Dem hl. Caspar del Bufalo wurden Blicke in die Zukunftsgeschichte Europas gewährt. Was er sah, war so schrecklich, dass er im Innersten erschauderte und unter Tränen seine Mitbrüder immer wieder ermahnte, das Kostbare Blut Jesu Christi dem himmlischen Vater aufzuopfern mit der Bitte um Abwendung der drohenden Strafgerichte. Er versicherte dabei, dass in den für die kommenden Zeiten angekündigten Heimsuchungen jene Barmherzigkeit finden werden, die das Kostbare Blut in besonderer Weise verehren. Er selbst hat zu seinen Lebzeiten wiederholt die Erfahrung gemacht, wie sehr dieses Mittel geeignet sei, den Zorn Gottes zu besänftigen und die Strafgerichte abzuwenden.

Als im Jahre 1837 in Rom die Cholera ausbrach und täglich Hunderte von Menschen wegraffte, hielt der hl. Kaspar auf Geheiß des Papstes eine Mission in vielen Kirchen der Stadt, mit einer Sühne und Bußandacht zum Kostbaren Blute; und Gott nahm diese furchtbare Geißel hinweg. Im Jahre 1849 wurde Papst Pius IX. durch eine Revolution aus Rom vertrieben. Die Aufständischen behaupteten sich immer mehr und an eine Rückkehr des Heiligen Vaters war nicht zu denken. Erst als Papst Pius IX. sich auf Anraten des ehrwürdigen Pater Johannes Merlini (3. Generaloberer der Missionäre vom Kostbaren Blute) entschloss, das Fest des Kostbaren Blutes auf die ganze Welt auszudehnen durch ein Dekret verordnete, dass dieses Fest fortan in der ganzen Kirche am ersten Sonntag im Juli zu feiern sei, wurden die Feinde plötzlich so geschlagen, dass sie sich am anderen Tage ohne weiteres Blutvergießen ergaben.

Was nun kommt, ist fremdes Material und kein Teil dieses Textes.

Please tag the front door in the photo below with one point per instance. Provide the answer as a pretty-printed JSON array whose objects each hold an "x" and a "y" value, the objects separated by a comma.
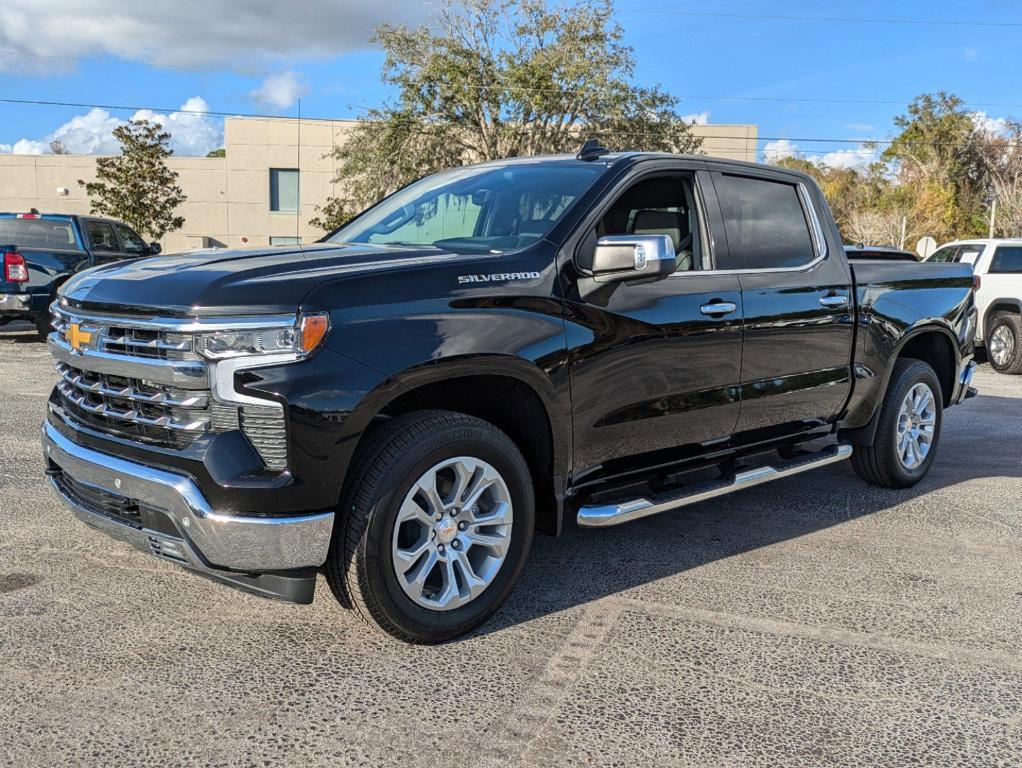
[
  {"x": 654, "y": 365},
  {"x": 796, "y": 294}
]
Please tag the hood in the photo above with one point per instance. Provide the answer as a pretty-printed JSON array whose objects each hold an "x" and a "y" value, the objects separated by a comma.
[{"x": 234, "y": 281}]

Rom war wieder frei, und der Heilige Vater konnte unbehindert zurückkehren. So lasset auch uns wieder tiefer und eindringlicher die Stimme des Blutes Christi übernehmen, ja lassen wir unsere Herzen wieder neu in glühender Liebe zum Kostbaren Blute entflammen und mit unerschütterlichen Vertrauen auf seine Macht beseelen.

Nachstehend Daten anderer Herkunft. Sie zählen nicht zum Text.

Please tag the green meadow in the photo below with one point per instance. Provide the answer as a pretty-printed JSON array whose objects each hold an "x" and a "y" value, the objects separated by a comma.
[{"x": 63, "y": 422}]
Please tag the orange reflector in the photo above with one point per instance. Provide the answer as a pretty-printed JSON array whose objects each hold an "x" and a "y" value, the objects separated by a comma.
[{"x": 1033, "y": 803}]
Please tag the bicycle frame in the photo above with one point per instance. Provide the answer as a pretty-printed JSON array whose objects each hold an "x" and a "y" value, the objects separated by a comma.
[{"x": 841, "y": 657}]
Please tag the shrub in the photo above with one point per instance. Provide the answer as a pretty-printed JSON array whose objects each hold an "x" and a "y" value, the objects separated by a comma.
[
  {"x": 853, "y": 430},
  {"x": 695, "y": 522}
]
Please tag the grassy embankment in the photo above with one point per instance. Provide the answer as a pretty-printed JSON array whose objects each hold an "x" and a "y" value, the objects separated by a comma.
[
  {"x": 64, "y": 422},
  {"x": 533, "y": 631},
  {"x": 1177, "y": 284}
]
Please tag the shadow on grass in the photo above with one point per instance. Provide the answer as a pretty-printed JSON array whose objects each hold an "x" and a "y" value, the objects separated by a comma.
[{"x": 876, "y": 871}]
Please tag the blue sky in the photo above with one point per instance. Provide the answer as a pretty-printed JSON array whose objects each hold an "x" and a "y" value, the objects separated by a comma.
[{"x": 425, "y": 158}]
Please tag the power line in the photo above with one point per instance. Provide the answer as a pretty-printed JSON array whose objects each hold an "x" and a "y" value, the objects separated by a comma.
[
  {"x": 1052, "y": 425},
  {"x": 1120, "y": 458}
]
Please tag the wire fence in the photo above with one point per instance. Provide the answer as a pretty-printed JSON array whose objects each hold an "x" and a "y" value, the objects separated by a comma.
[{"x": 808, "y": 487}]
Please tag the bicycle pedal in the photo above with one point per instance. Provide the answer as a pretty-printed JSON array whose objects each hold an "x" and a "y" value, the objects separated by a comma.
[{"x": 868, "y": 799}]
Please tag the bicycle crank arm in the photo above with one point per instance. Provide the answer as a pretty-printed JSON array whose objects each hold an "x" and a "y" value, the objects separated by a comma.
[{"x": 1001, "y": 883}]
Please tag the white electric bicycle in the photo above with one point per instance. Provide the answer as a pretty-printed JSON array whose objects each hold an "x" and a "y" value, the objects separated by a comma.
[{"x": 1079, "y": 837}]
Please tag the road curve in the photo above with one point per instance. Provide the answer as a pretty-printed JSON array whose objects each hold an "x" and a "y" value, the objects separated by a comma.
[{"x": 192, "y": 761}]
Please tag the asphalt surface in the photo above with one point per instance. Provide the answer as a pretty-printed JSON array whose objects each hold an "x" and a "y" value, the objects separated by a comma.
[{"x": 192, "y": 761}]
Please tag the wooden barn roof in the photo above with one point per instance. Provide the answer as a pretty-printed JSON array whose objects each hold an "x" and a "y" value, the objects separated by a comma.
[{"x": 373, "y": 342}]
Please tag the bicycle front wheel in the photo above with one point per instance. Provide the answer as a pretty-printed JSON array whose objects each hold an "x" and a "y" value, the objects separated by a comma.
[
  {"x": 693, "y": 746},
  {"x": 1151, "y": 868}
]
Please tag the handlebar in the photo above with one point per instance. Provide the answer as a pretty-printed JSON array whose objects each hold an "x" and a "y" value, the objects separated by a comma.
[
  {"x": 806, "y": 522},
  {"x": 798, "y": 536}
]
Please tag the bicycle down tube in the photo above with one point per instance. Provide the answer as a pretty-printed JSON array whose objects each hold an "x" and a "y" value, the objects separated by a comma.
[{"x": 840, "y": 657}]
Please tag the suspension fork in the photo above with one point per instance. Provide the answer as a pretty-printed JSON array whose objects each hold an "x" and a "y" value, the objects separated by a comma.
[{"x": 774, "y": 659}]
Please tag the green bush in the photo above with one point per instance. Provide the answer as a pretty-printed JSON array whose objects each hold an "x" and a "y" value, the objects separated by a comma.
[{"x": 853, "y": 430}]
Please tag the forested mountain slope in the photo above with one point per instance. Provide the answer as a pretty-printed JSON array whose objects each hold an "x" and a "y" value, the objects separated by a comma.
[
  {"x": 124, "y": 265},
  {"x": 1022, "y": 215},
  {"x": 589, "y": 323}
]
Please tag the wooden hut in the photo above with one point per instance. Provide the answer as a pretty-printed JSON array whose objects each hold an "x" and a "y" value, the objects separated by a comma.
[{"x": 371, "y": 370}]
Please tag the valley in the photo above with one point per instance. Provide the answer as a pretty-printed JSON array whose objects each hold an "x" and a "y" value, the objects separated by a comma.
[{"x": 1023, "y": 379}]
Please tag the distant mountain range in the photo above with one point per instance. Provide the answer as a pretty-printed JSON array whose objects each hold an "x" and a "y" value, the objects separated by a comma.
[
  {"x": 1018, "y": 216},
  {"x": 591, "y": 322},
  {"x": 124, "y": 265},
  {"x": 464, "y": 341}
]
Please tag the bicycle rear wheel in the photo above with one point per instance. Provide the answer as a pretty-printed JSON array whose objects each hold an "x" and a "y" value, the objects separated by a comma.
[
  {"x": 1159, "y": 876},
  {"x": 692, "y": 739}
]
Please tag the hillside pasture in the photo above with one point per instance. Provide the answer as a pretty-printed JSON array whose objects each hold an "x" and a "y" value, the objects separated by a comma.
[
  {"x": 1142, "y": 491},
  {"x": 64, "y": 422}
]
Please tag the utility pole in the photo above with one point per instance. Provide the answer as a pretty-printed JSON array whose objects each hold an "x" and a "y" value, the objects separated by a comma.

Pater Faber, der große Lobredner des Kostbaren Blutes im 19. Jahrhundert, sagte: „Die Aufopferung des Kostbaren Blutes ist mehr wert als ein Gebet. Beim Gebet sind wir es, die empfangen, aber bei der Aufopferung lässt sich Gott zu uns herab, um von uns zu empfangen.“

Die hl. Magdalena von Pazzis rief in einer Verzückung aus: „Jedesmal, wenn eine Kreatur das Kostbare Blut Jesu Christi, durch das sie erkauft worden ist, aufopfert, bringt sie eine Gabe von unendlichem Wert dar, den niemand ersetzen kann.“ Diese Übung hatte Gott ihr geoffenbart, als Er sich bei ihr beklagte, dass man auf Erden so wenig Anstrengungen mache, um Seinen gegen die Sünder erhobenen Arm zu entwaffnen. Dieser Ermahnung folgend, opferte sie täglich fünfzigmal das Kostbare Blut zum Heile der Lebenden und Verstorbenen auf. Sie tat es mit solcher Andacht, dass ihr Gott bei mehreren Gelegenheiten die vielen Seelen zeigte, deren Bekehrung sie auf diese Weise erlangt, und all die armen Seelen, die sie aus dem Fegefeuer befreit hatte. Ein anderes Mal sah die heilige Magdalena in der Verzückung alle heiligen Schutzpatrone der Stadt Florenz in Begleitung einer unzähligen Menge von anderen Himmelsbürgern vor dem Throne Gottes; alle legten Fürbitte ein für die armen Sünder, wurden aber nicht erhört. Nach diesen kamen die Schutzengel der armen Sünder, auch diese fanden keine Erhöhung. Nach den Engeln kamen Scharen der Seligen und flehten für die tief verschuldeten Seelen. Diese aber opferten zugleich dem ewigen Vater das Kostbare Blut Jesu Christi auf, und um dieses Blutes willen wurden sie erhört.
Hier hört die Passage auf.